At the end of Tiffany’s story, Felix Leiter gave a reverent whistle. “Jeese, Mam,” he said. “The two of you sure seem to have busted a hole in the Spangled Mob. What in hell’s going to happen now? There are plenty of other hornets in the nest and just sittin’ around buzzin’ isn’t goin’ to be their way. They’ll want some action.”

“Check,” said Tiffany. “Spang was a member of the Syndicate at Vegas and these guys stick pretty much together. Then there’s Shady Tree and those two torpedoes, Wint and Kidd, whoever they may be. The sooner we cross the State-line the better. Then what?”

“We’re doin’ all right so far,” said Felix Leiter. “Be at Beatty in ten minutes, then we’ll get on to 58 and be over the line in half an hour. Then there’s a long ride through Death Valley and over the mountains down to Olancha where we hit No6. We could stop there and get James to a doc and do some eating and cleaning up. Then just stay on 6 until we get to LA. It’ll be a hell of a drive, but we should make LA by lunchtime. Then we can relax a bit and think again. My guess is that we oughta get you and James out of the country pretty quick. The boys’ll try and fix all kinds of phoney raps on you both, and once you’re located I wouldn’t give a nickel for either of you. Best chance would be to get you both on a plane to New York tonight and off to England tomorrow. James can take it from there.”

“I guess that makes sense,” said the girl. “But who is this Bond guy, anyway? What’s his racket? Is he an eye?”

“You better ask him yourself, Mam,” Bond heard Leiter say carefully. “But I wouldn’t let that worry you over much. He’ll take care of you.”

Bond smiled to himself and in the long silence that followed he dropped off into an uneasy sleep which lasted until they were half way across California and had pulled up outside a white wicket gate that said ‘Otis Fairplay, MD’.

And then, a mass of surgical tape and streaked with mercuro-chrome, washed and shaved and with a huge breakfast inside him, he was back in the car and back in the world and Tiffany Case had withdrawn into her old ironical and uncompromising manner and Bond was making himself useful by watching for speed cops as Leiter kept the car in the eighties down the endless dazzling road towards the distant cloudline that hid the High Sierras.

Then they were rolling easily along Sunset Boulevard between the palm trees and the emerald lawns, the dust-streaked Studillac looking incongruous among the glistening Corvettes and Jaguars, and finally, towards evening, they were sitting in the dark, cool bar of the Beverley Hills Hotel, and there were new suitcases in the lobby and brand new Hollywood clothes and even Bond’s battle-scarred face didn’t mean they hadn’t all just finished work at the studios.

There was a telephone on the table beside their Martinis. Felix Leiter finished talking to New York for the fourth time since their arrival.

“Well that’s fixed,” he said, putting back the receiver. “My pals at the office have got you on the Elizabeth. Been delayed by a strike at the docks.

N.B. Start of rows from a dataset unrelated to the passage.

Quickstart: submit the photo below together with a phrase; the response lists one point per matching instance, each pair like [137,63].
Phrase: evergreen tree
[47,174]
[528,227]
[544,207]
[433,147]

Sails tomorrow night at eight. They’ll meet you in the morning at La Guardia with the tickets and you’ll go on board any time in the afternoon. They picked up the rest of your things at the Astor, James. One small case and your famous golf clubs. And Washington’s obliged with a passport for Tiffany. There’ll be a man from the State Department at the airport. You’ll both have some forms to sign. Got one of my old pals at the CIA to work it. The middays have made a big splash with the story-’Ghost Town goes West’ and so on-but they don’t seem to have found our friend Spang yet and your names don’t figure. My boys say there’s no call out for you with the cops, but one of our undercover men says the gangs are looking for you and your description’s been circulated. Ten Grand attached. So it’s as well you’re skipping quick. Better go aboard separately. Cover up as much as you can and go down to your cabins and stay there. All hell’s going to bust loose when they get to the bottom of that old mine. That’ll make leastwise three corpses to nothing and they don’t like that kind of score.”